Warum ist es heute schwieriger, eine ausgewogene Balance zwischen Berufs- und Familienleben zu finden als vor 20 Jahren?
Wolfram Pirchner: Es war vor 20 Jahren schon schwierig. Heute ist es noch schwieriger, weil die Anforderungen stetig steigen – sowohl im Privat-, als auch im Berufsleben. Und ganz entscheidend: Die gesellschaftliche Rolle der Frau hat sich massiv verändert. Außerdem praktizieren Frauen die Integration und Koordination von Privat- und Berufsleben viel intensiver als Männer. Diese Balance ist wichtig, weil das Spannungsfeld, das sonst entsteht, äußerst mächtig und beherrschend werden kann.

Meist wird heute der Begriff „Work-Life-Balance“ (WLB) verwendet. Eigentlich ist der Begriff ja irreführend, da "Work" ja auch "Life" ist.
Pirchner: Meiner Meinung nach geht es um das Verhältnis der Hauptlebensbereiche zueinander: Meine Familie, meine sozialen Kontakte, mein Beruf und – das vergessen leider viele – mich als Individuum und meinen Körper. Wenn diese Lebensbereiche im Einklang stehen, dann steht es "wohl" um mich. Das ist für mich "Wohlstand".

Bleiben wir bei dem gelernten Begriff: Was sind die ersten Anzeichen, dass die WLB nicht stimmt?
Pirchner: Die WLB stimmt nicht oder nicht mehr, wenn sich Unzufriedenheit und ein Gefühl der Sinnlosigkeit an meinem täglichen Tun und Dasein einschleichen. Wenn ich mich über- oder unterfordert fühle. Wenn ich – aus meiner Sicht – nicht viel wert bin. Wenn die Kommunikation nach außen und nach innen nicht mehr passt. Wenn ich täglich negative Gedankenspiralen fabriziere und in Wörtern und Bildern (sprich: Gedanken) mit mir schlecht umgehe.
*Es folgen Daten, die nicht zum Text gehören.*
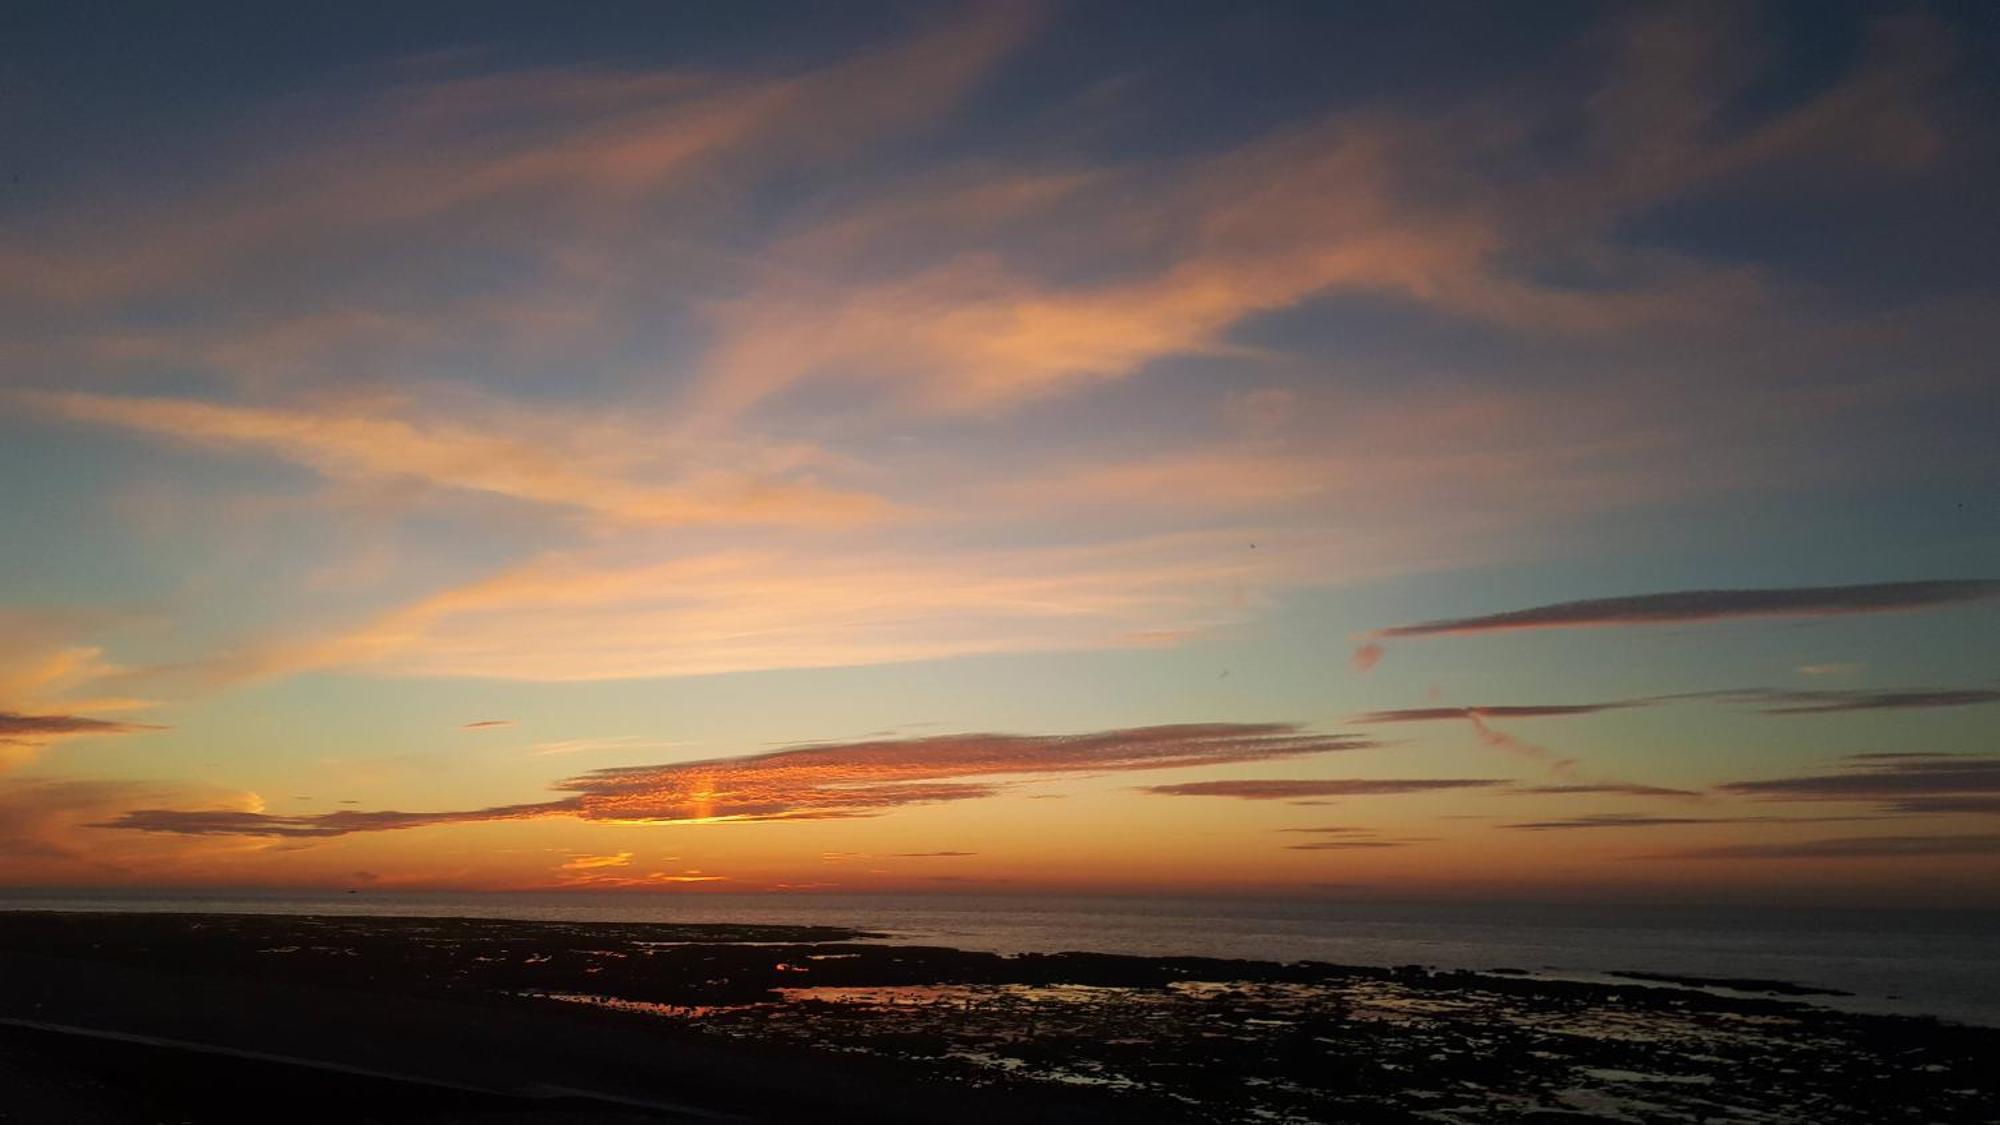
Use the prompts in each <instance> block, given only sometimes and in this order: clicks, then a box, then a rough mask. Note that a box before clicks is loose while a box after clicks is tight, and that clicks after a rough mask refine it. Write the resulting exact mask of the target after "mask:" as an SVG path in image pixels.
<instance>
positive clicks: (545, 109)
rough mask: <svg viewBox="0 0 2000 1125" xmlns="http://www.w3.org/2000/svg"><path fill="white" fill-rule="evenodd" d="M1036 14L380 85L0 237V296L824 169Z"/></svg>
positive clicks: (188, 285)
mask: <svg viewBox="0 0 2000 1125" xmlns="http://www.w3.org/2000/svg"><path fill="white" fill-rule="evenodd" d="M1036 22H1038V6H1036V4H1008V2H990V4H976V6H970V8H966V10H964V12H962V14H958V16H956V18H950V20H934V22H932V24H930V26H928V28H920V30H918V32H916V34H910V36H906V38H904V40H902V42H894V44H890V46H884V48H878V50H870V52H862V54H858V56H854V58H848V60H840V62H834V64H828V66H820V68H816V70H804V72H794V74H748V76H728V74H696V72H618V70H588V68H570V70H564V68H544V70H524V72H502V74H488V76H474V78H456V80H434V82H420V84H412V86H400V88H390V90H386V92H382V94H378V96H374V98H366V100H360V102H358V104H350V106H344V110H346V120H336V122H332V124H330V126H328V122H300V132H302V134H308V136H312V144H308V146H298V148H296V150H290V152H280V154H274V156H266V158H262V160H256V162H246V164H244V166H242V168H238V170H236V174H234V176H232V178H228V180H226V182H222V184H218V186H216V188H214V190H212V192H208V194H204V196H196V198H194V200H192V202H186V204H180V206H172V208H166V206H158V208H142V210H138V212H136V214H128V216H116V212H110V214H112V218H108V214H106V208H104V206H92V208H78V210H80V214H76V216H74V218H72V222H50V224H48V230H52V236H50V238H46V240H44V242H28V240H8V242H0V292H4V290H10V292H14V294H22V296H32V298H42V300H50V302H94V300H114V298H120V296H128V294H134V292H148V290H162V288H164V290H186V288H192V286H198V284H212V282H216V280H222V282H228V280H242V276H244V274H246V272H250V270H254V268H258V266H270V264H272V262H280V260H286V258H304V260H312V258H314V256H316V254H330V252H334V250H338V248H342V246H352V244H354V242H356V240H362V238H382V236H384V234H390V236H392V234H394V232H400V230H406V228H410V226H414V224H432V228H436V226H438V224H442V222H444V220H456V218H464V220H466V222H464V224H462V226H464V228H466V230H468V232H470V234H472V236H476V238H480V240H490V238H492V236H494V230H500V228H502V226H514V228H522V226H524V224H522V222H512V224H500V226H496V224H492V222H480V220H482V218H490V214H492V210H504V212H510V214H514V216H516V220H518V218H520V216H522V214H524V212H526V214H540V216H542V218H544V222H542V224H540V226H546V224H548V222H550V220H554V222H562V224H574V222H576V220H578V218H590V216H602V214H604V212H608V210H610V212H618V210H622V208H630V206H632V204H640V202H646V200H650V198H656V196H658V192H662V190H668V188H672V186H676V184H682V182H686V180H690V178H692V176H696V174H704V176H742V174H746V172H750V170H770V168H786V166H800V164H818V162H824V160H834V158H840V156H844V154H850V152H854V150H858V148H864V146H868V144H872V142H876V140H880V138H884V136H896V134H904V132H908V130H916V128H922V126H924V124H928V122H932V120H936V118H938V116H940V114H944V112H948V110H950V108H952V106H956V104H958V100H960V98H962V96H964V94H966V92H968V90H970V88H972V86H974V84H976V82H978V80H980V78H984V76H986V74H988V72H990V68H992V66H994V64H996V62H998V60H1000V58H1004V56H1006V54H1008V52H1010V50H1012V48H1014V46H1016V44H1020V42H1022V40H1024V36H1026V34H1028V32H1030V30H1032V28H1034V26H1036ZM308 124H312V126H318V128H308ZM246 200H248V202H246ZM482 212H484V214H482ZM120 218H122V220H120Z"/></svg>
Und wenn ich mich schlapp, ausgelaugt, müde und lustlos fühle.

Was sind die ersten Schritte, um sie wieder in Ordnung zu bringen?
Pirchner: Wenn es mir über einen längeren Zeitraum hinweg schlecht geht, dann hole ich mir professionelle Hilfe bei einem Kollegen, also einem Lebensberater. Das ist keine Schande, auch wenn das für manche in unseren Breitengraden immer noch ein Tabuthema ist. Ich bin es mir schuldig, dass ich mich in den Mittelpunkt meines Lebens stelle und dass ich für mich etwas tue. Und das hat nichts mit Egoismus zu tun.

Welchen Einfluss haben Führungskräfte auf die WLB, welchen man selbst?
Pirchner: Führungskräfte können ein breit gefächertes Angebot zum Thema WLB machen und tun das ja auch oft. Ob flexiblere Arbeitszeiten oder eine Veränderung der Unternehmenskultur, Auszeiten, Gesundheitschecks, Fitnessangebote, Workshops, Seminare etc. – die Themenpalette ist unerschöpflich. Nur: Wenn man etwas für sich verändern will, muss man die­se Angebote auch annehmen, Zeit investieren und verwerten. Oft wird von Seiten der Arbeitnehmer kritisiert, dass es ein viel zu kleines bis kein Angebot gäbe und das stimmt so häufig nicht. Fehlendes Interesse hierbei auszuschalten, wäre anzuraten. Also besser: "Hin zu" anstatt "weg von".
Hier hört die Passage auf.